Well, yes and no. There are a lot of changes in Office 2008, some good, some not so good. For starters, Microsoft has carried their Vista thinking here as well, basically moving all the controls and functions you have come to know and use, and putting them ALL in new places and locations in the program. I found it took me twice as long to do anything in Word or Excel because I was always fumbling around for the functions I needed. Yes, you will learn the new interface elements, but even after using Word for almost a year now, I still have trouble remembering where some of the lesser used commands are or how the new interface applies changes. And out of the box, this was the slowest version of Word and Excel I have EVER used, both installing and running. And it takes forever to launch. What is it doing?
I still use 2008 Word and Excel on a daily basis. I have not had to use PowerPoint so I have no experience on that piece. Microsoft has improved the speed in all aspects with recent updates, as well as the stability; it does not crash very often now. A year later, I am used to the interface (but, as I said, still searching for functions from time to time) and I do like that it is compatible with the Windows version. Now as to why Microsoft felt it was necessary to invent and implement a whole new document format for all of Office’s file types is beyond me. However, I rarely save in the new document format, as it is impossible for most people to open them still, but thankfully there is a default setting to save in the older format.
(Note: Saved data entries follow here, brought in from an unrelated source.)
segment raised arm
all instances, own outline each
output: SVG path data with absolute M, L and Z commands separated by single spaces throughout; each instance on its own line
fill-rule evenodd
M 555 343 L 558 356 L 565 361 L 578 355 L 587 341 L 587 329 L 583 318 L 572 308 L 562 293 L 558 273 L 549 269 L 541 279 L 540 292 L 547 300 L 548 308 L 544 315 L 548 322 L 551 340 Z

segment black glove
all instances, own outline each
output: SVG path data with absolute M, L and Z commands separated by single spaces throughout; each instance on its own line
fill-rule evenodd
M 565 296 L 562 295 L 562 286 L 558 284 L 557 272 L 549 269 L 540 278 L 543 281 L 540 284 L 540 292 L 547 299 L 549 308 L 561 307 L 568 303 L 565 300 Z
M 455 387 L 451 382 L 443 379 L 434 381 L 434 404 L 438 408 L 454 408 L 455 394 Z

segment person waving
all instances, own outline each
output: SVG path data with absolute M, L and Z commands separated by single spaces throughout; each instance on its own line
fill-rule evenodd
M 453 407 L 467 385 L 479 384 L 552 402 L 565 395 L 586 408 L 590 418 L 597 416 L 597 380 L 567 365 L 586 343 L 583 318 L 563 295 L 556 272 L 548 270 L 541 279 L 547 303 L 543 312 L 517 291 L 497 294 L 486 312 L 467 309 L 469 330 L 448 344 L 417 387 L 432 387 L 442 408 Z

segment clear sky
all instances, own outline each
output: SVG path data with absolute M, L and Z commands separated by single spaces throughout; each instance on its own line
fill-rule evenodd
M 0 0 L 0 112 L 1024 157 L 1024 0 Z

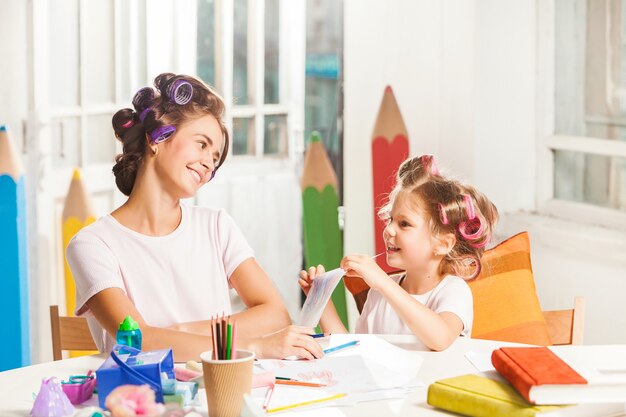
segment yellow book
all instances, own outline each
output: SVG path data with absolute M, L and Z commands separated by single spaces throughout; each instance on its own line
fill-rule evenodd
M 428 404 L 471 417 L 609 416 L 624 410 L 624 404 L 532 405 L 510 384 L 475 374 L 434 382 Z

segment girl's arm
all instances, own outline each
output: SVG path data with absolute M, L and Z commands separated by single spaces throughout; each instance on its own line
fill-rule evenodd
M 395 281 L 389 279 L 371 257 L 346 256 L 341 261 L 341 266 L 345 270 L 355 271 L 372 290 L 379 291 L 413 334 L 430 349 L 436 351 L 446 349 L 461 334 L 463 322 L 456 314 L 435 313 L 417 301 Z
M 314 266 L 310 267 L 308 273 L 307 271 L 300 271 L 300 279 L 298 280 L 298 283 L 300 284 L 302 291 L 308 295 L 315 277 L 323 274 L 324 272 L 324 266 L 322 265 L 318 265 L 317 268 Z M 339 314 L 337 314 L 337 310 L 335 309 L 335 304 L 333 304 L 332 299 L 328 300 L 328 304 L 324 307 L 324 311 L 322 312 L 322 317 L 320 319 L 320 327 L 324 333 L 348 333 L 348 330 L 339 318 Z
M 374 290 L 380 291 L 413 334 L 432 350 L 446 349 L 463 331 L 459 316 L 450 312 L 435 313 L 391 279 Z

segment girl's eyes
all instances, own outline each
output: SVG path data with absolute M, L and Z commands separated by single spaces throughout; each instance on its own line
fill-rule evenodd
M 200 149 L 205 149 L 207 147 L 207 144 L 204 141 L 199 141 L 198 143 L 200 144 Z
M 400 222 L 400 227 L 409 227 L 411 224 L 405 220 L 402 220 Z

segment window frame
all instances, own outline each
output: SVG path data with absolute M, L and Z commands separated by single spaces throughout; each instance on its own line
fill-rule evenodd
M 234 155 L 233 143 L 229 153 L 237 164 L 265 164 L 268 167 L 283 166 L 283 163 L 270 163 L 280 160 L 289 165 L 295 164 L 304 149 L 304 62 L 298 63 L 299 55 L 304 61 L 305 31 L 299 36 L 294 30 L 304 22 L 305 4 L 303 0 L 279 0 L 279 104 L 265 104 L 265 0 L 248 0 L 248 53 L 253 58 L 248 61 L 248 79 L 252 103 L 234 104 L 233 97 L 233 47 L 234 47 L 234 0 L 215 1 L 215 86 L 226 103 L 224 122 L 233 131 L 233 119 L 253 119 L 255 131 L 254 154 Z M 295 13 L 296 19 L 291 13 Z M 303 25 L 300 27 L 304 27 Z M 300 44 L 292 38 L 302 39 Z M 264 154 L 265 117 L 284 115 L 287 120 L 287 153 L 285 155 Z
M 591 136 L 555 134 L 555 0 L 537 5 L 537 211 L 540 214 L 588 225 L 626 230 L 626 212 L 558 199 L 554 185 L 554 151 L 626 158 L 626 142 Z

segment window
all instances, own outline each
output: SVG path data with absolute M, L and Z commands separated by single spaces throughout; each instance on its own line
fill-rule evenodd
M 232 154 L 290 154 L 281 0 L 199 0 L 197 73 L 223 94 Z
M 555 0 L 540 7 L 538 33 L 540 73 L 553 85 L 539 158 L 545 209 L 626 224 L 626 0 Z

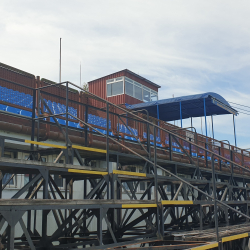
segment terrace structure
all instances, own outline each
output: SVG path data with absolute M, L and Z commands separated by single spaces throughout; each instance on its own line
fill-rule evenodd
M 0 64 L 0 86 L 2 249 L 246 249 L 250 152 L 167 123 L 158 85 L 124 70 L 84 91 Z

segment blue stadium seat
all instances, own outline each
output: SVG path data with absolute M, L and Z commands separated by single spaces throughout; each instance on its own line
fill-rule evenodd
M 61 124 L 61 125 L 66 125 L 66 121 L 65 121 L 65 120 L 57 119 L 57 121 L 58 121 L 59 124 Z
M 73 128 L 77 128 L 78 123 L 77 122 L 71 122 L 71 121 L 69 121 L 68 126 L 73 127 Z
M 13 107 L 7 106 L 6 111 L 7 111 L 7 112 L 10 112 L 10 113 L 14 113 L 14 114 L 20 114 L 21 109 L 13 108 Z
M 27 110 L 21 110 L 20 115 L 32 117 L 32 112 L 27 111 Z
M 6 111 L 6 108 L 7 108 L 6 105 L 0 104 L 0 110 Z

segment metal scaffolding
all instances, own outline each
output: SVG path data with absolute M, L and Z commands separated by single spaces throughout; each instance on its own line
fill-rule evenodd
M 65 95 L 60 98 L 65 100 L 66 112 L 54 114 L 49 107 L 45 96 L 53 95 L 46 92 L 52 86 L 65 89 Z M 214 150 L 214 144 L 209 141 L 200 145 L 196 132 L 194 140 L 189 140 L 148 116 L 131 112 L 87 91 L 84 94 L 89 99 L 102 102 L 104 107 L 72 101 L 69 86 L 84 91 L 71 82 L 37 88 L 22 86 L 33 92 L 30 140 L 0 137 L 1 156 L 6 141 L 30 145 L 26 161 L 0 158 L 2 177 L 12 173 L 7 184 L 16 174 L 29 175 L 28 183 L 11 199 L 2 198 L 7 184 L 3 185 L 1 180 L 0 229 L 3 233 L 0 249 L 115 249 L 130 245 L 145 249 L 154 249 L 154 246 L 160 249 L 201 246 L 203 248 L 197 249 L 245 249 L 250 230 L 250 169 L 244 165 L 244 160 L 237 158 L 237 151 L 230 151 L 229 160 L 220 150 Z M 82 106 L 84 116 L 73 115 L 69 103 Z M 88 122 L 90 109 L 105 116 L 105 131 Z M 58 117 L 65 119 L 65 125 L 58 122 Z M 42 125 L 52 126 L 50 119 L 63 136 L 64 144 L 45 142 L 41 136 Z M 73 120 L 83 128 L 82 145 L 70 139 L 72 129 L 68 124 Z M 119 126 L 113 133 L 110 120 L 123 124 L 134 140 L 127 141 Z M 129 121 L 145 126 L 145 140 L 133 132 Z M 165 147 L 157 142 L 162 133 L 169 138 Z M 93 138 L 100 143 L 90 145 L 89 140 Z M 173 143 L 181 153 L 174 151 Z M 200 150 L 205 152 L 205 157 L 199 156 Z M 52 152 L 57 154 L 54 162 L 41 161 L 41 156 Z M 65 157 L 65 164 L 59 163 L 62 157 Z M 74 159 L 79 166 L 74 164 Z M 89 166 L 88 163 L 96 159 L 106 161 L 106 169 Z M 116 163 L 116 169 L 110 162 Z M 127 165 L 140 165 L 142 171 L 131 172 L 120 167 Z M 58 187 L 54 174 L 65 180 L 65 190 Z M 77 181 L 82 181 L 84 187 L 80 200 L 73 197 Z M 145 187 L 140 195 L 137 194 L 139 185 Z M 43 197 L 39 199 L 37 194 L 41 190 Z M 37 211 L 42 211 L 41 218 L 37 217 Z M 53 214 L 57 228 L 52 234 L 48 233 L 49 214 Z M 95 224 L 96 230 L 91 230 L 91 224 Z M 18 225 L 22 237 L 15 237 Z M 234 226 L 229 227 L 231 225 Z M 37 229 L 39 226 L 41 233 Z

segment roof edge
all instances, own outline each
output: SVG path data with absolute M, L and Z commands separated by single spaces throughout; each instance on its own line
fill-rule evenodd
M 0 68 L 7 69 L 7 70 L 10 70 L 10 71 L 15 72 L 17 74 L 28 76 L 30 78 L 35 78 L 35 76 L 32 75 L 31 73 L 22 71 L 20 69 L 14 68 L 14 67 L 11 67 L 11 66 L 4 64 L 4 63 L 1 63 L 1 62 L 0 62 Z
M 143 80 L 143 81 L 145 81 L 145 82 L 147 82 L 147 83 L 150 83 L 151 85 L 153 85 L 153 86 L 155 86 L 155 87 L 157 87 L 157 88 L 161 88 L 160 85 L 158 85 L 158 84 L 156 84 L 156 83 L 154 83 L 154 82 L 151 82 L 150 80 L 146 79 L 145 77 L 142 77 L 142 76 L 140 76 L 140 75 L 134 73 L 133 71 L 131 71 L 131 70 L 129 70 L 129 69 L 123 69 L 123 70 L 114 72 L 114 73 L 112 73 L 112 74 L 109 74 L 109 75 L 106 75 L 106 76 L 99 77 L 99 78 L 97 78 L 97 79 L 95 79 L 95 80 L 89 81 L 88 83 L 92 83 L 92 82 L 94 82 L 94 81 L 96 81 L 96 80 L 100 80 L 100 79 L 102 79 L 102 78 L 104 78 L 104 77 L 108 77 L 108 76 L 111 76 L 111 75 L 113 75 L 113 74 L 117 74 L 117 73 L 120 73 L 120 72 L 123 72 L 123 71 L 124 71 L 124 72 L 128 72 L 129 74 L 132 74 L 132 75 L 134 75 L 134 76 L 140 78 L 141 80 Z

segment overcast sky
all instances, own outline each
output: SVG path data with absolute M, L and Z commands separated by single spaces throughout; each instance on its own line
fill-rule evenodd
M 79 84 L 80 62 L 83 82 L 127 68 L 160 99 L 216 92 L 250 106 L 250 1 L 1 0 L 0 16 L 0 62 L 34 75 L 58 81 L 62 37 L 62 80 Z M 243 148 L 249 122 L 236 117 Z M 215 137 L 234 144 L 232 123 L 215 117 Z

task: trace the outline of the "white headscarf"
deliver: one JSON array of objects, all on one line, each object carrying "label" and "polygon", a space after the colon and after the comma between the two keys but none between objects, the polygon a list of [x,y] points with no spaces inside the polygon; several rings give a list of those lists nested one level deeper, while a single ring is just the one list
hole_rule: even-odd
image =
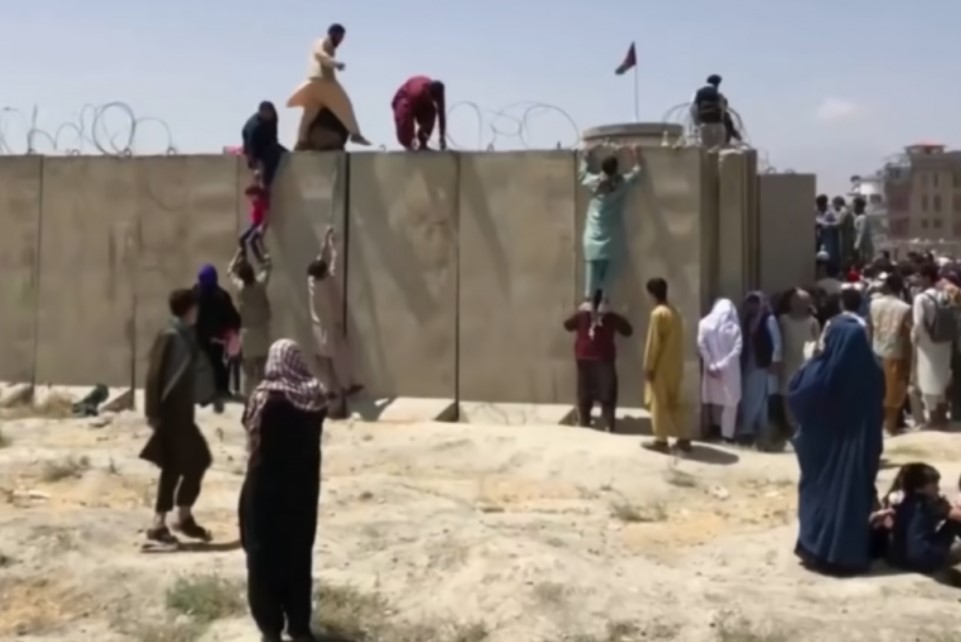
[{"label": "white headscarf", "polygon": [[698,334],[704,339],[712,364],[717,363],[734,350],[741,338],[741,320],[737,308],[730,299],[718,299],[710,314],[701,319]]}]

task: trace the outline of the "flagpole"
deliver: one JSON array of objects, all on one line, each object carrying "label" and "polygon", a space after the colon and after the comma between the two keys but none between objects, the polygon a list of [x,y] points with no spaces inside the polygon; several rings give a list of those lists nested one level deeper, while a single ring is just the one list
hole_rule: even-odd
[{"label": "flagpole", "polygon": [[638,85],[638,65],[634,65],[634,122],[641,122],[641,91]]}]

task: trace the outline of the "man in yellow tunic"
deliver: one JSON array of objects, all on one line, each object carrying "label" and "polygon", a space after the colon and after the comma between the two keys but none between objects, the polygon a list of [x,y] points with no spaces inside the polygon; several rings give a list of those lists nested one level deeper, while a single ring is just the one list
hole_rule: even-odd
[{"label": "man in yellow tunic", "polygon": [[647,347],[644,350],[644,403],[651,410],[654,441],[651,450],[668,452],[668,438],[677,441],[678,450],[689,451],[691,441],[686,438],[682,413],[681,382],[684,375],[684,322],[680,313],[667,301],[667,281],[651,279],[647,293],[654,300],[654,309],[647,326]]},{"label": "man in yellow tunic", "polygon": [[304,113],[300,119],[300,129],[297,133],[298,148],[309,148],[310,126],[321,110],[328,109],[344,129],[350,141],[358,145],[370,145],[360,133],[357,118],[354,116],[354,106],[350,97],[337,80],[337,72],[344,70],[344,63],[334,55],[337,47],[344,40],[347,30],[342,25],[333,24],[327,30],[327,37],[317,41],[310,52],[307,80],[301,83],[293,95],[287,100],[288,107],[303,107]]}]

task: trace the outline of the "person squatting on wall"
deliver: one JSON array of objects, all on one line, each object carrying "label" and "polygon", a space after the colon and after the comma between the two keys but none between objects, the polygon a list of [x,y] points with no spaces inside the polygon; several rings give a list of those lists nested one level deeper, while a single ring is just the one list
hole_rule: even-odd
[{"label": "person squatting on wall", "polygon": [[733,442],[741,402],[741,323],[729,299],[718,299],[697,326],[701,355],[701,402],[709,407],[721,437]]},{"label": "person squatting on wall", "polygon": [[581,153],[578,172],[581,185],[590,190],[587,215],[584,219],[584,300],[591,301],[600,290],[609,294],[618,266],[618,259],[624,248],[618,231],[622,228],[624,201],[629,188],[641,175],[640,150],[631,147],[633,167],[625,174],[619,172],[616,155],[601,161],[600,173],[590,171],[588,155],[590,149]]},{"label": "person squatting on wall", "polygon": [[354,378],[353,357],[344,326],[340,288],[337,285],[337,250],[334,229],[327,228],[320,254],[307,266],[307,291],[310,297],[310,322],[321,379],[333,402],[329,416],[347,416],[347,398],[363,386]]},{"label": "person squatting on wall", "polygon": [[734,139],[741,139],[728,113],[727,98],[721,93],[720,86],[721,77],[711,74],[707,84],[698,89],[691,99],[691,118],[697,126],[701,146],[706,149],[719,149]]},{"label": "person squatting on wall", "polygon": [[194,333],[198,303],[191,290],[170,295],[170,321],[154,340],[144,384],[144,413],[153,431],[140,457],[160,468],[152,544],[176,546],[167,513],[177,507],[174,528],[191,539],[207,541],[210,533],[193,516],[204,473],[213,459],[194,420],[194,405],[216,398],[210,363]]},{"label": "person squatting on wall", "polygon": [[247,119],[241,132],[247,167],[259,174],[262,187],[270,190],[277,168],[287,149],[277,138],[277,109],[269,101],[263,101],[257,113]]},{"label": "person squatting on wall", "polygon": [[564,321],[564,329],[575,332],[574,357],[577,360],[577,419],[590,427],[595,403],[601,405],[601,418],[607,432],[616,432],[617,348],[615,336],[629,337],[634,328],[627,319],[612,312],[600,290],[594,300],[584,302]]},{"label": "person squatting on wall", "polygon": [[270,348],[272,312],[267,297],[272,264],[267,257],[254,270],[241,247],[227,267],[230,281],[237,289],[240,312],[240,345],[244,375],[244,397],[247,398],[264,378],[267,350]]},{"label": "person squatting on wall", "polygon": [[437,145],[447,149],[444,83],[427,76],[414,76],[400,86],[390,106],[394,111],[397,142],[404,149],[430,149],[427,143],[434,133],[434,121],[439,129]]},{"label": "person squatting on wall", "polygon": [[270,346],[264,380],[244,409],[248,460],[239,507],[250,612],[265,642],[280,642],[285,628],[294,642],[314,640],[313,547],[326,405],[300,347],[289,339]]}]

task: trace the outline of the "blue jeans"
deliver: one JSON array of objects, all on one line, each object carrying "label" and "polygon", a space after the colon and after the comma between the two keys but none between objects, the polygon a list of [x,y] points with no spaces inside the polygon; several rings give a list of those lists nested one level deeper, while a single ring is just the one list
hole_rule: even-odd
[{"label": "blue jeans", "polygon": [[585,261],[584,268],[584,298],[590,299],[598,290],[607,294],[608,282],[613,272],[610,259]]}]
Some of the new features (I can cover if you like) are only marginally useful in my view (like Gallery) but in general, it works well enough, and there are some good improvements in layout and formatting. Knowing what I know now, would I have spent the money to update from Office 2004? On my PowerPC machines, probably not. I suspect there is some speed improvement on Intel machines, but I do not know that, and the marginally incremental improvements on Word and Excel, there would be little reason to make the change in my view.
As far as Entourage is concerned, a few days after installing it, I removed it. Like Tim said, the launch time is ridiculously slow, and the overall speed of the program is VERY slow. Granted, I am not on a new Intel MacBook yet, but my 1.5Ghz 12″ PowerBook was running Entourage 2004 just fine (as well as other Office programs.) Here, if I clicked from the email view to the calendar view or back, it could take up to 30 seconds or longer to switch views. After fetching new email, the email program would hang for many minutes, most likely my rules spinning on the new email for a very long time, and I could not do anything while that took place. And while after Microsoft’s first update it did not crash as often, I found it was taking me twice as long to get through my morning email than it did on Entourage 2004. And like the rest of Office 2008, I had to learn a new interface again. Also, I use a Palm Treo, and Microsoft removed from Entourage 2008, the sync software which was included free in 2004 . So speed, crashes, and loss of functionality combined, Entourage 2008 was removed from my system. I now use Apple Mail, Calendar, and Address Book, and with Missing Sync, MobleMe and Apple Sync on the Mac, my iPod Touch and Palm Treo are all up to date and synced. And all those Apple programs were free! And, I get through my email even faster than I did in Entourage 2004. So from an email/calendar point of view, there is almost no reason to update. I do believe some better Exchange Server functionality was added to 2008, but again, I do not use it, so I cannot comment. But it would have to be required to get me to update!
So, should you buy Microsoft Office ’08? Do some research yourself, ask yourself why you think you need it, and look at your budget. Only you can answer the question.